Bon, toujours est-il que je continuais à l'embrasser, malgré la stupeur de Nola, qui n'en revenait toujours pas de me voir accomplir un tel acte. J'avais aperçu Jules derrière elle, lorsque j'avais jeté un coup d'œil dans sa direction, et n'avais pas tardé à comprendre qu'il était tout aussi choqué de voir un de ses meilleurs amis m'embrasser. Mon dieu... C'est qu'il lui en faut peu pour le mettre dans tous ses états celui-là ! Pire que Dorian je vous dis !
Maël aussi n'avait pas été le dernier à être surpris. Ses beaux orbes verdoyants s'étaient écarquillés lorsque j'avais empoigné son pull par les mains, et je l'avais entendu déglutir avec difficulté juste avant de plaquer mes lèvres sur les siennes. Néanmoins, plus les secondes s'écoulaient, plus l'assurance naturel du blondinet reprenait ses droits, et bientôt, je sentis ses bras finement musclés s'enrouler autour de ma taille, au creux de mes reins. Je décidai alors qu'il était grand temps de mettre fin à tout ce cirque, avant que cela ne devienne trop sérieux et que j'y prenne du plaisir.
Car malheureusement oui, embrasser Maël semblait être capable de m'entraîner dans les bas-fonds de ce monde, comme un doux rêve qui se révélerait être un cauchemar. C'était enivrant, cela je ne pouvais le nier, enivrant mais terriblement déplacé : moi qui m'étais toujours promis de ne jamais succomber pour un garçon aussi facilement, je devais tout de même reconnaître que je me retrouvais désormais au bord du gouffre de l'envie.
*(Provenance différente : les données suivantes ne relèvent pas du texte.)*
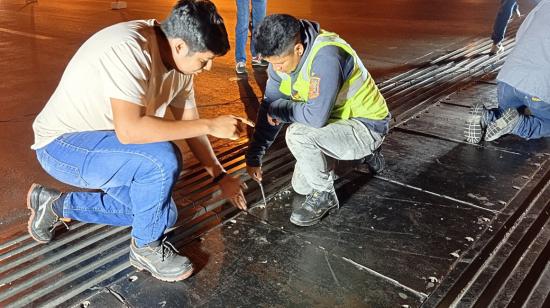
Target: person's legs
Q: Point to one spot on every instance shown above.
(314, 150)
(258, 14)
(505, 11)
(508, 117)
(537, 123)
(136, 181)
(241, 30)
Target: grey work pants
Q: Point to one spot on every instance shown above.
(317, 149)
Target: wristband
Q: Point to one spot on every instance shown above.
(219, 177)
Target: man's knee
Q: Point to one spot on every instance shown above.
(163, 158)
(296, 134)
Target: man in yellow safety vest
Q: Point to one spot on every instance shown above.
(318, 83)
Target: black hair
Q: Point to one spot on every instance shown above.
(199, 25)
(276, 35)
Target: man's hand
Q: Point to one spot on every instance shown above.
(232, 188)
(228, 126)
(255, 173)
(272, 121)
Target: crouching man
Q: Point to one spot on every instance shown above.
(523, 87)
(103, 129)
(317, 82)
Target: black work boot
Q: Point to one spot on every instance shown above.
(316, 205)
(43, 219)
(374, 162)
(161, 260)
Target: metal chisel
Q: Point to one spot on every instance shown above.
(263, 193)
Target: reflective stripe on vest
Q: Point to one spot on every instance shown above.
(359, 95)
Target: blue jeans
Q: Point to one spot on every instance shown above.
(507, 8)
(135, 181)
(534, 125)
(241, 30)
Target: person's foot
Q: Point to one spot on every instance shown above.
(162, 260)
(504, 125)
(43, 219)
(475, 125)
(374, 162)
(240, 68)
(315, 207)
(258, 61)
(516, 12)
(496, 48)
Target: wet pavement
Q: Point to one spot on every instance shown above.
(38, 38)
(406, 236)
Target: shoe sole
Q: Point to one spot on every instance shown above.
(473, 131)
(312, 222)
(33, 213)
(180, 277)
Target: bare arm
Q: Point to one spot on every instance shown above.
(200, 145)
(201, 148)
(133, 126)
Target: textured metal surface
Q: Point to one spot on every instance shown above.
(394, 242)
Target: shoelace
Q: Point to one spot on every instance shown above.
(165, 249)
(312, 200)
(59, 221)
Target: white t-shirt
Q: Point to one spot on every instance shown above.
(123, 62)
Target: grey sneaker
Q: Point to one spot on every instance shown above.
(240, 68)
(496, 48)
(475, 125)
(315, 207)
(162, 261)
(504, 125)
(43, 219)
(258, 61)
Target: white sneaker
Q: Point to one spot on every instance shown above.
(504, 125)
(240, 68)
(496, 48)
(475, 125)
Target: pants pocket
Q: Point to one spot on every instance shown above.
(61, 171)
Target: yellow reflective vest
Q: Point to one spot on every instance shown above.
(359, 96)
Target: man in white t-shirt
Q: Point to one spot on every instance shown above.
(103, 129)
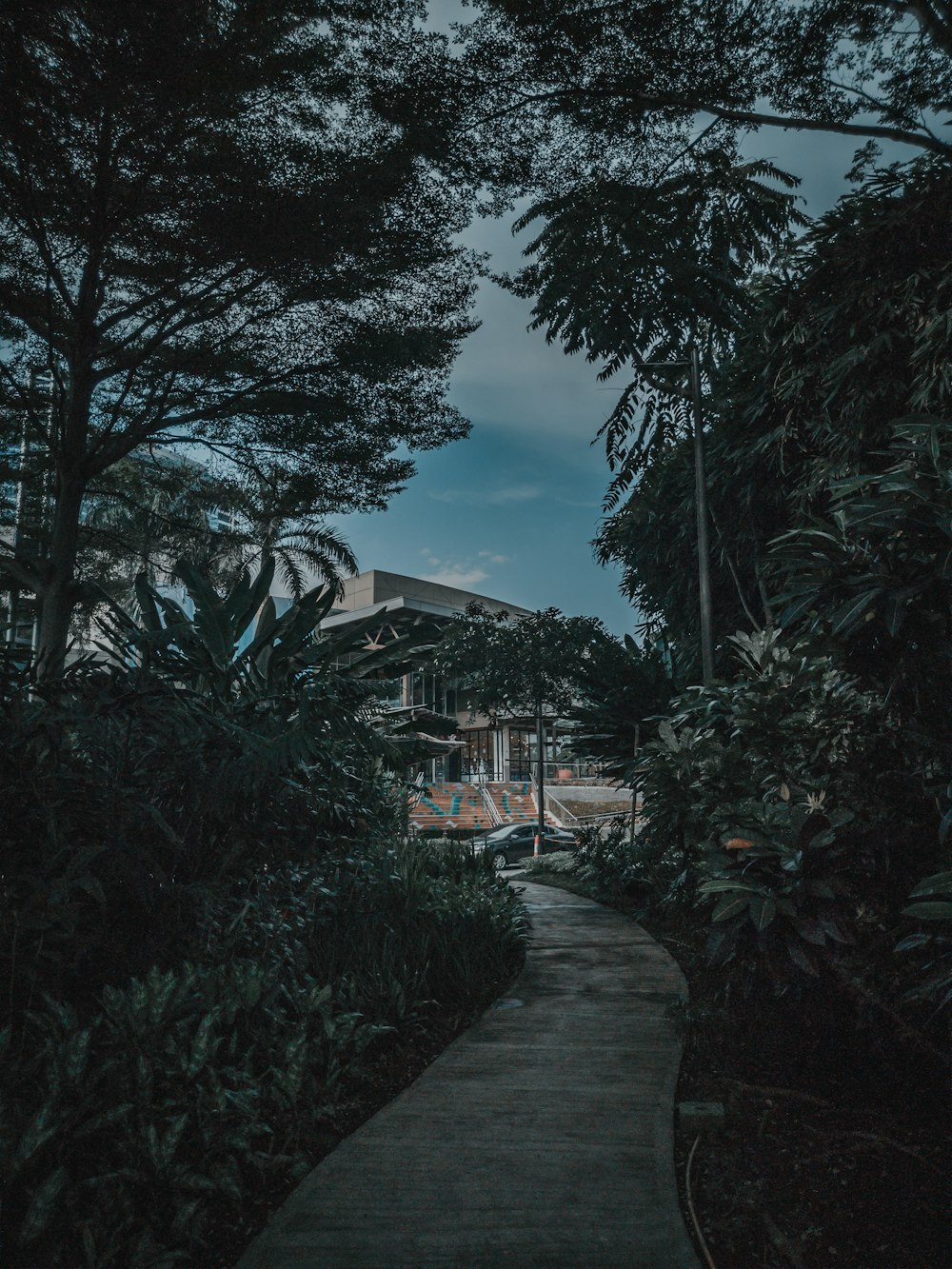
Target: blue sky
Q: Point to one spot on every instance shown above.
(510, 511)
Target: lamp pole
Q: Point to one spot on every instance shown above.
(704, 542)
(540, 777)
(704, 518)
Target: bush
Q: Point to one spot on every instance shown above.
(137, 1134)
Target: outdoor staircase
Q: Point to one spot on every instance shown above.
(456, 804)
(448, 806)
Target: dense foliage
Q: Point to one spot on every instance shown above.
(221, 224)
(137, 1127)
(205, 921)
(795, 804)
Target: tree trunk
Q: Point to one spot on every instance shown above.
(61, 590)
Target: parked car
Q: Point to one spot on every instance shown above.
(514, 842)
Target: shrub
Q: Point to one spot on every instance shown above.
(132, 1135)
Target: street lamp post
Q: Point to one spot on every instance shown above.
(704, 518)
(704, 542)
(540, 777)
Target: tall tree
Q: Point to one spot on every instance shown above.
(825, 454)
(221, 221)
(625, 123)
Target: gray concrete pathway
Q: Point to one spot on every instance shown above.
(541, 1138)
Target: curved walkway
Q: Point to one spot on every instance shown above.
(541, 1138)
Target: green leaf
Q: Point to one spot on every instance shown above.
(936, 884)
(936, 911)
(764, 909)
(849, 614)
(729, 907)
(42, 1206)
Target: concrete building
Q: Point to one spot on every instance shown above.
(491, 749)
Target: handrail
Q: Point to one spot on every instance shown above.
(489, 806)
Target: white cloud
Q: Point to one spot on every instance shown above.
(476, 496)
(459, 576)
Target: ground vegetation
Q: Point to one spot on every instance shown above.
(216, 952)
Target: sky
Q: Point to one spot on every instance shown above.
(510, 511)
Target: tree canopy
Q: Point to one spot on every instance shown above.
(518, 665)
(221, 222)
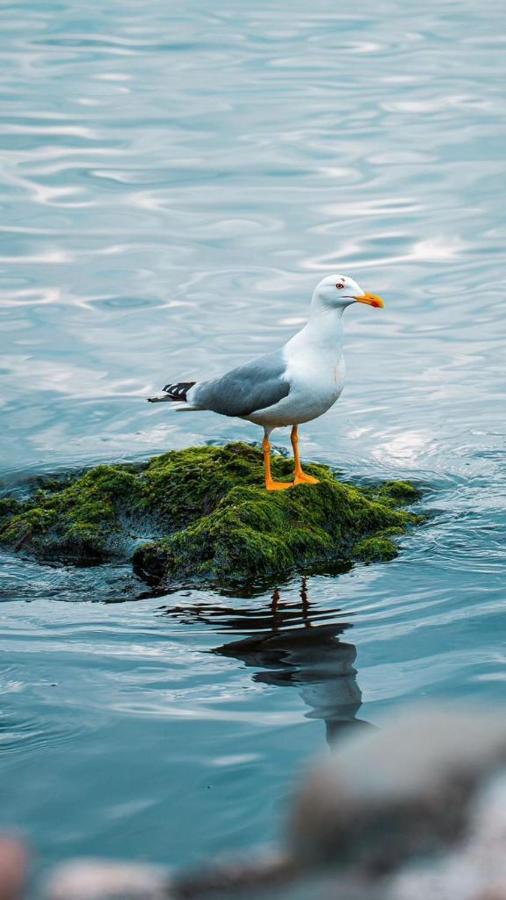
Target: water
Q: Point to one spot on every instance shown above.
(175, 179)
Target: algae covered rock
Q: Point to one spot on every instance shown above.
(203, 515)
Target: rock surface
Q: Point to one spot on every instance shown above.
(203, 515)
(414, 811)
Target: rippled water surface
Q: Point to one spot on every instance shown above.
(175, 178)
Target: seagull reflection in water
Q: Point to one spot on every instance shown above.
(288, 648)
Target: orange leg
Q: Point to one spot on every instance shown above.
(269, 483)
(300, 476)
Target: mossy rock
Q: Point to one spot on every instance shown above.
(202, 515)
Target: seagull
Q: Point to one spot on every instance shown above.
(287, 387)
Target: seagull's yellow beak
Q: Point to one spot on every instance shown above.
(371, 300)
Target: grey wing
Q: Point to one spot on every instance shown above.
(242, 391)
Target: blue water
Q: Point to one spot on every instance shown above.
(175, 178)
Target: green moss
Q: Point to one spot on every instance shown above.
(208, 518)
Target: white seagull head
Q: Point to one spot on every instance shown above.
(339, 291)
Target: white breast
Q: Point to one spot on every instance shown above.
(316, 377)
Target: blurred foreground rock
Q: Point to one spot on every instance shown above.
(414, 811)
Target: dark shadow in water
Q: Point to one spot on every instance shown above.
(288, 648)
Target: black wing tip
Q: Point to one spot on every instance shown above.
(178, 390)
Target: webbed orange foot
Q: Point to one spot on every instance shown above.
(302, 478)
(278, 485)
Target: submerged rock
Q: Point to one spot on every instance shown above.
(208, 518)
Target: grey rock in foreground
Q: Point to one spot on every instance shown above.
(414, 811)
(384, 796)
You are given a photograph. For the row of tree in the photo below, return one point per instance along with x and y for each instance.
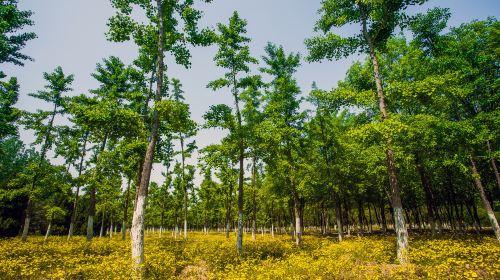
(409, 138)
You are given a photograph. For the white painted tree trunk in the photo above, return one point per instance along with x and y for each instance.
(26, 228)
(48, 232)
(401, 234)
(137, 231)
(90, 228)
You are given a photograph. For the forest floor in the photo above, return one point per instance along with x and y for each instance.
(215, 257)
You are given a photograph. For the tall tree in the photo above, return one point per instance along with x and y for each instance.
(165, 31)
(57, 84)
(234, 55)
(378, 19)
(282, 125)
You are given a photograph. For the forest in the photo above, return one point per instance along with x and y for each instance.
(391, 174)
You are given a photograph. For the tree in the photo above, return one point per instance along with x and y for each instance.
(378, 21)
(282, 125)
(164, 31)
(58, 84)
(234, 55)
(9, 92)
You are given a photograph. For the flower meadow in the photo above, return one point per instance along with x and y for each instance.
(214, 257)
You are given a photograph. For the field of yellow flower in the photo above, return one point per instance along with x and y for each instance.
(214, 257)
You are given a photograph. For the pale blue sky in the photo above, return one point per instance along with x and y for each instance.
(71, 34)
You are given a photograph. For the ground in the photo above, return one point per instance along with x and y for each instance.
(214, 257)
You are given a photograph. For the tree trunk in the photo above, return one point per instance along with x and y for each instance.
(298, 221)
(48, 232)
(429, 197)
(91, 211)
(254, 203)
(102, 224)
(484, 199)
(399, 221)
(43, 152)
(338, 217)
(493, 164)
(184, 186)
(241, 147)
(75, 202)
(137, 231)
(125, 211)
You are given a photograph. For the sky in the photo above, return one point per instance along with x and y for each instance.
(71, 34)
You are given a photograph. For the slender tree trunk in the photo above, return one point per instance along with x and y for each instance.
(493, 164)
(360, 217)
(48, 232)
(254, 203)
(125, 211)
(429, 197)
(75, 202)
(484, 199)
(91, 211)
(338, 217)
(184, 186)
(399, 221)
(241, 147)
(383, 217)
(298, 221)
(137, 231)
(102, 224)
(43, 152)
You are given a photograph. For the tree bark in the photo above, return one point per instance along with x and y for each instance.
(493, 164)
(43, 152)
(102, 224)
(254, 203)
(241, 155)
(338, 217)
(91, 211)
(137, 230)
(484, 199)
(125, 211)
(48, 232)
(184, 186)
(429, 197)
(399, 221)
(75, 202)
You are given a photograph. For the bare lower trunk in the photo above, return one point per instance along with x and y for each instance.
(400, 226)
(298, 222)
(239, 239)
(429, 197)
(75, 202)
(27, 220)
(125, 211)
(484, 199)
(90, 227)
(254, 203)
(102, 225)
(493, 164)
(338, 217)
(137, 231)
(137, 234)
(47, 233)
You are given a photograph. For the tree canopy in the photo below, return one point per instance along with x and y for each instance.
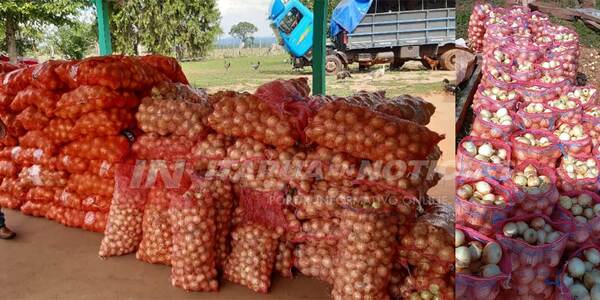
(244, 31)
(17, 16)
(169, 27)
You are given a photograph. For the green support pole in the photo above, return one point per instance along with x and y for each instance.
(319, 47)
(103, 13)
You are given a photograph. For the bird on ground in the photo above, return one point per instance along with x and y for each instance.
(378, 73)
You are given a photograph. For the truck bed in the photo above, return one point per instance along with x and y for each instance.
(405, 28)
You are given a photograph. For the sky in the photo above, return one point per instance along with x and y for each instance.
(253, 11)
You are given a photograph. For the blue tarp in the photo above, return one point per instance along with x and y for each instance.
(348, 14)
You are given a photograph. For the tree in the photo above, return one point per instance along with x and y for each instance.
(74, 40)
(169, 27)
(244, 31)
(14, 14)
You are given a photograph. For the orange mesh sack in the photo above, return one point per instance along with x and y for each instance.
(174, 109)
(365, 134)
(104, 122)
(193, 224)
(252, 257)
(116, 73)
(123, 231)
(167, 65)
(157, 240)
(44, 100)
(85, 99)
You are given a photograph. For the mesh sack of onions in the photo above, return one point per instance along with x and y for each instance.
(536, 116)
(193, 225)
(103, 123)
(533, 188)
(94, 221)
(284, 259)
(364, 255)
(480, 276)
(370, 135)
(44, 100)
(476, 27)
(44, 76)
(109, 148)
(32, 119)
(154, 146)
(86, 99)
(582, 208)
(478, 158)
(428, 245)
(591, 123)
(124, 225)
(87, 184)
(246, 115)
(166, 65)
(157, 240)
(17, 80)
(535, 245)
(116, 73)
(315, 259)
(578, 172)
(59, 130)
(174, 109)
(254, 249)
(212, 148)
(539, 145)
(493, 123)
(480, 204)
— Bon allez. On va s'arrêter là je crois, lançai-je d'une voix rauque en interrompant le baiser.
Je pris soin de détourner le regard et lâchai prestement le pull de Maël. Mon regard rencontra celui de Nola, qui, un verre en plastique à la main, me fixait de ses grands yeux turquoises, l'air de dire : "dans quoi tu t'es embarquée encore ?".
— Hum... Hor... Hortense ? débuta Maël d'une voix peu assurée. C'était quoi ça ?
— Écoute. Tu m'as volée un baiser, je t'en ai volé un. Maintenant on est quittes, donc arrête de faire cette tête là et va me recommander un verre de Piña Colada s'il te plaît, ordonnai-je en me massant les tempes doucement.
Maël voulut protester, mais lorsqu'il remarqua le regard noir que je lui lançais, il se ravisa et tourna les talons. Le blondinet manqua de justesse de percuter un Jules désemparé, avant de disparaître au loin après avoir saisi le bras de son ami. Nola, quant à elle, demeurait toujours campée sur ses positions, les yeux toujours aussi ronds que ceux d'une chouette hulotte. Elle entrouvrit la bouche, avant de la refermer, se résignant à effectuer le moindre commentaire.
— Nola, pourquoi j'ai autant mal à la tête en fait ? questionnai-je en m'approchant d'elle d'un pas peu assuré.
— Peut-être parce que t'as un peu trop bu ? Après c'est juste une supposition, ironisa ma meilleure amie en me rattrapant in extremis avant que je ne me fracasse le crâne contre le comptoir.
Trop bu ? Moi ? Non, non c'est pas possible. Je bois jamais plus d'un verre ou deux d'habitude. En plus, je ne suis pas sans ignorer que je ne tiens pas l'alcool. Alors pourquoi ? Pourquoi me suis-je laissée tenter par ce breuvage des enfers ? Je me rappelais simplement qu'une fille, Auquelque chose, m'avait proposée un verre de Piña Colada. Mais après... Je ne savais absolument pas ce qui s'était passé pour que je me dispute avec Maël, et pour que je me mette à l'embrasser en plein milieu des habitants de Montdesbois.
— L'alcool, c'est pas de l'eau. Enfin du jus de fruits quoi, lançai-je en laissant s'échapper un petit hoquet.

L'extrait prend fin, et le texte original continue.